It is hard to make fair, objective judgements when there is such animosity. It can be done, one hopes. Odone on, say, the sanctity of life, is sincere and credible. She is a canny networker and obviously has flair. But her new report on faith schools for the Centre for Policy Studies, In Bad Faith: The New Betrayal of Faith Schools, is insufferable.

She enthuses over faith-based schools, especially Muslim schools, where our children are apparently taught to be Muslim and British (you don't say), as if, like donkeys and horses, we have to be specially trained into behaviours to get to this state of grace.

As usual, subtle warnings run through this report. Apologist Muslim organisations use blackmail. Give them what they want or many more Muslims will become domestic hellhounds. If the state does not agree to fund further educational institutions of cultural, religious and gender apartheid, Muslim girls will be "disappeared", forced into marriages. From segregated schools, which, says Odone, are "crucial to traditional Muslim families", they will one day go into higher education.

This stream of irrational consciousness leads to separate universities and colleges, for how can Muslim women be in the same lecture hall, tutorial group, common room, dining room with other Britons and men? Is Ms Odone going to recommend that too, next?

Go into any British university and you see huddles of manifestly Muslim men and women sitting apart from others, including Muslims who refuse to cover up or live separate lives. You never saw this before because, until a decade back, there wasn't this distorted Islamicisation of Muslim life. An evocative film to be broadcast in July on Channel 4 on the Qu'ran examines this alarming spread across the world. More Muslims hate this reactionary Islam than do outsiders. Our thoughts tend not to matter to people like Odone.

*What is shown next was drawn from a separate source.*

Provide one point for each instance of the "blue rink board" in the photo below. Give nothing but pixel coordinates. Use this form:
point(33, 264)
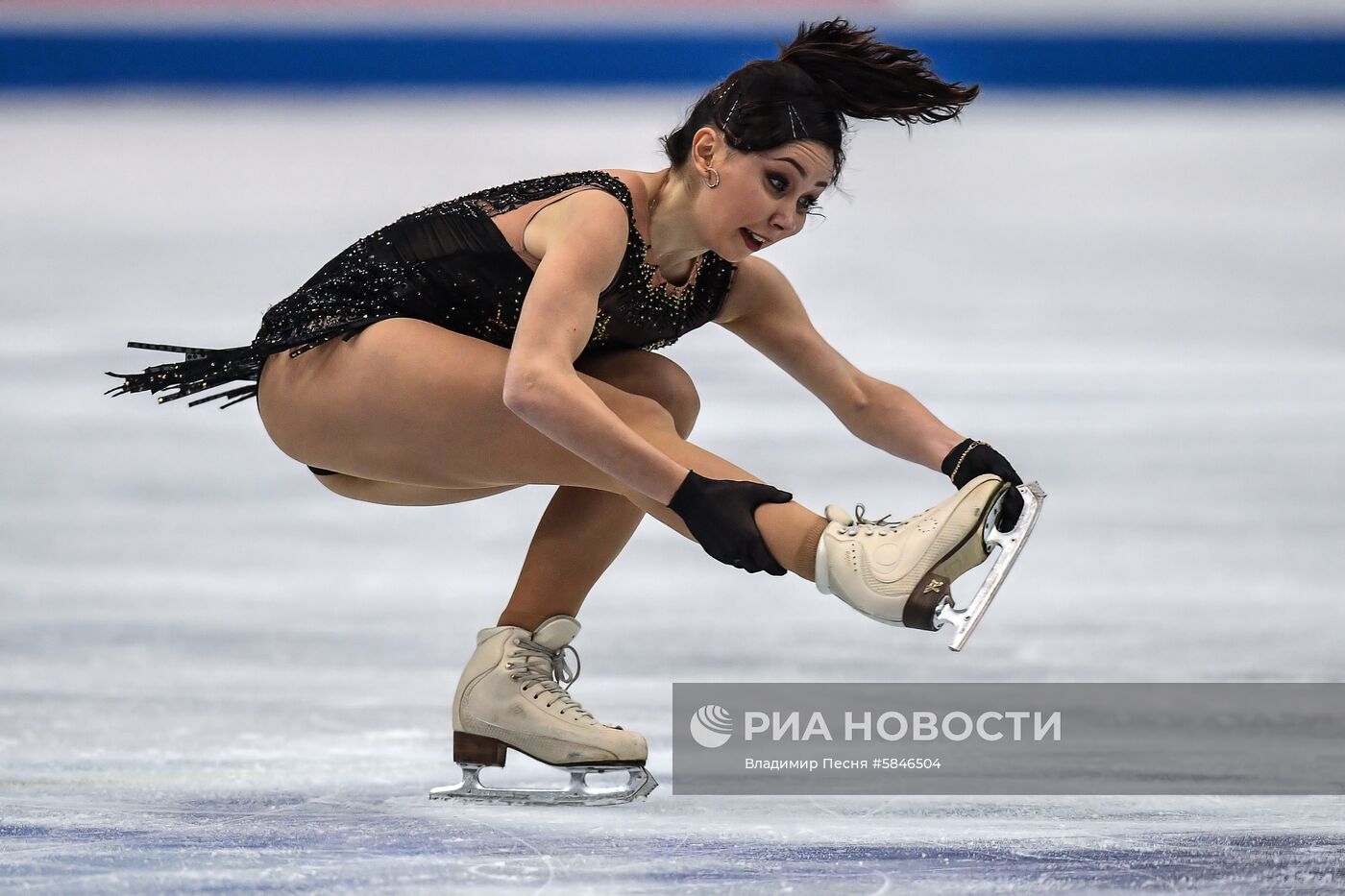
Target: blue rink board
point(261, 60)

The reason so many Muslim girls are abused, denied education and pushed into early marriages is because the community and family patriarchs and matriarchs violate their human rights. Proportionately more Muslim girls and boys run away from home than do the children of other Britons. Are they trying to escape the freedom of British society, or trying desperately to find it? Our state needs to protect these girls, not hand them over to their oppressors.

Odone praises one school where girls, covered up completely except for the face, are kept apart from boys. An "elegant Arabic-style courtyard with a fountain" is the barrier. That's fine then. What about those young girls so swathed and swaddled they constantly fall over in playgrounds? These shrouds sexualise them as much as boob tubes do the daughters of the "infidels". Both see young females as objects of unhealthy desire.

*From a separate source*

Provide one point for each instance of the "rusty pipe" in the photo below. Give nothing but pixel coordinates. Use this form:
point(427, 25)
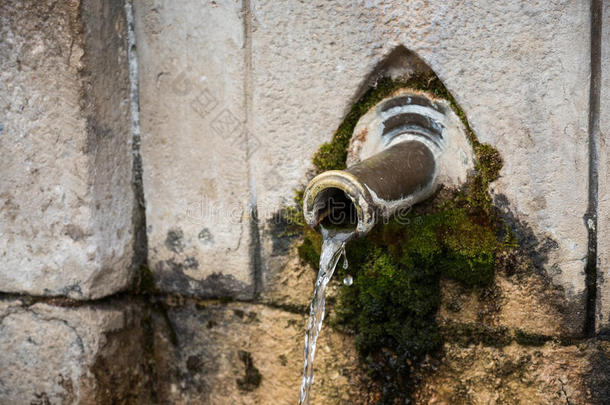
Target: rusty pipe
point(400, 152)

The report disapproves on our behalf of state education which offers "mixed gym classes or art classes where they are asked to draw a human body". Ya Allah. What next? Maybe science books, fiction with male and female characters falling in love, poetry? You want our children to go to hell like yours?

A bigger game is being played here. Some ardent Christians, Jews, Hindus, and Muslims are rising, collaborating to demolish secularism in the UK, which has always been weak and too loosely committed to the separation of faith and state. So the Archbishop of Canterbury ruminates fondly about Sharia family law and his conservative bishops plot to gain moral supremacy. Some from this devious coalition briefed against the nascent British Muslims for Secular Democracy and Ed Hussein's Quillam Foundation. They condemn gay rights, liberal principles and personal freedom.

What I write springs not from personal hostility, but from extreme political opposition to the ideas on state and religion promulgated by Cristina Odone, high Catholic priestess of this new order and the circle of uncompromising believers. I hold my faith dear, and am wary of anti-religious bigots, but religions should not be allowed to dictate policy and politics, nor make ghettoes. Millions of Muslims like me – and others too – recoil from the ideas promoted by this multi-religious Opus Dei. Let's hope God's on our side, not theirs.